Harvard Management Company, which oversees the Ivy League institution’s investment portfolio, trimmed its holdings in the iShares Bitcoin Trust by roughly 21% during the quarter ended Dec. 31. At the same time, the firm disclosed a new stake worth approximately $86.8 million in the iShares Ethereum Trust.
Despite the reduction, Bitcoin continues to represent Harvard’s largest publicly reported equity holding. The filing shows the endowment held 5.35 million shares of the Bitcoin ETF at the close of the quarter, valued at $265.8 million. That marks a decrease from the prior quarter, when it reported 6.81 million shares worth $442.8 million.

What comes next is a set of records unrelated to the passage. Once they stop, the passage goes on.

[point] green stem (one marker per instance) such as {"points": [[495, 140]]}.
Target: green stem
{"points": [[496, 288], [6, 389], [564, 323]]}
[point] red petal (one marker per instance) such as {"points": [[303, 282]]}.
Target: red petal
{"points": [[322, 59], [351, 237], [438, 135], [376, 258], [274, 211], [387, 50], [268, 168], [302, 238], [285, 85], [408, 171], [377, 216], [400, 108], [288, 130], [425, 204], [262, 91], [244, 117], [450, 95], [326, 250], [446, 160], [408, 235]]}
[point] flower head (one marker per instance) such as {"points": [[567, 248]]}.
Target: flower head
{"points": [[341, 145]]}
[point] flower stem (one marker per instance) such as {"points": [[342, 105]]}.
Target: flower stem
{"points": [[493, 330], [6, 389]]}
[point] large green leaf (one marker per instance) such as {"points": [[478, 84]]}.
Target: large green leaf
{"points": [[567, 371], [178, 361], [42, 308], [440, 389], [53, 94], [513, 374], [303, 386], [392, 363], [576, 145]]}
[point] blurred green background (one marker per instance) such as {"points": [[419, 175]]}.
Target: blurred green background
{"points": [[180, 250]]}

The adjustment occurred during a turbulent period for digital asset markets. Bitcoin climbed to roughly $126,000 in October 2025 before retreating sharply to about $88,000 by year-end. Prices have since moderated further, with Bitcoin trading near $68,600 this week.
Even after the reduction, Harvard’s Bitcoin allocation exceeded its disclosed stakes in major technology companies, highlighting the continued significance of digital assets within the endowment’s portfolio.

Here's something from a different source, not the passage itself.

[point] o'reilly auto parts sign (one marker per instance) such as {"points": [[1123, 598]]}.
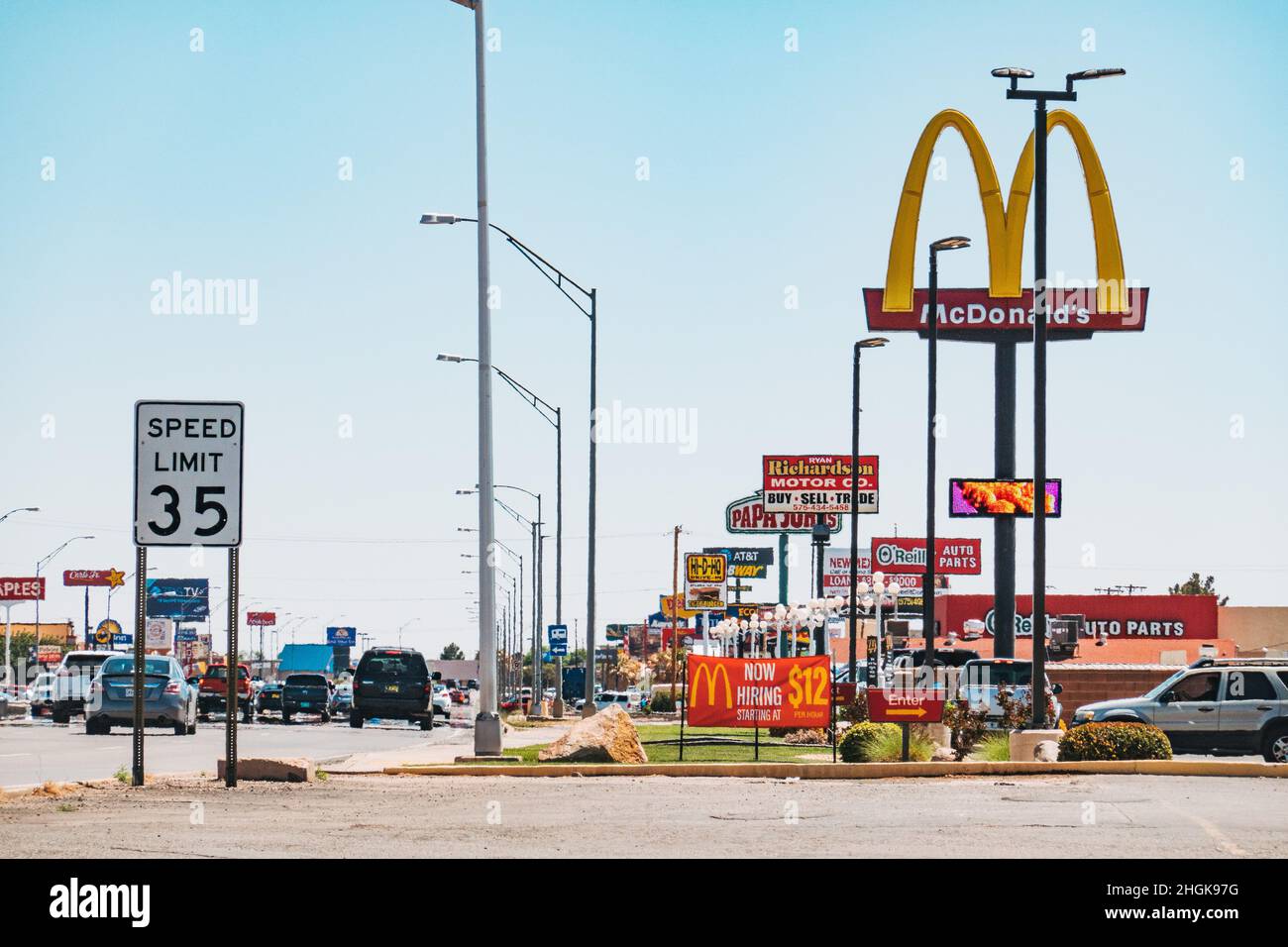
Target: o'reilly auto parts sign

In parallel, Harvard opened its first reported position tied to Ethereum, acquiring 3.87 million shares of the Ethereum ETF. The new position, valued at $86.8 million as of Dec. 31, signals a broadening of the endowment’s digital asset exposure beyond Bitcoin.
Ether declined approximately 28% during the fourth quarter, reflecting broader volatility across crypto markets. It is currently trading near $1,900.
Harvard’s crypto strategy has attracted criticism from some academics. Finance scholars have questioned both the volatility of digital assets and the challenges involved in valuing them under traditional financial frameworks.
Some critics argue that Bitcoin’s lack of intrinsic cash flows makes it inherently speculative, while others contend that expanding exposure to Ethereum heightens the portfolio’s risk profile. Still, supporters of digital assets maintain that institutional participation reflects growing acceptance of cryptocurrencies as part of diversified investment strategies.
The fourth-quarter changes may reflect portfolio rebalancing amid price swings rather than a wholesale shift in strategy. By trimming its Bitcoin exposure while adding Ethereum, Harvard appears to be adjusting its crypto allocation without exiting the space.
With a combined $352.6 million invested across the two largest cryptocurrencies through regulated ETFs, the university remains one of the most prominent institutional participants in public digital asset markets.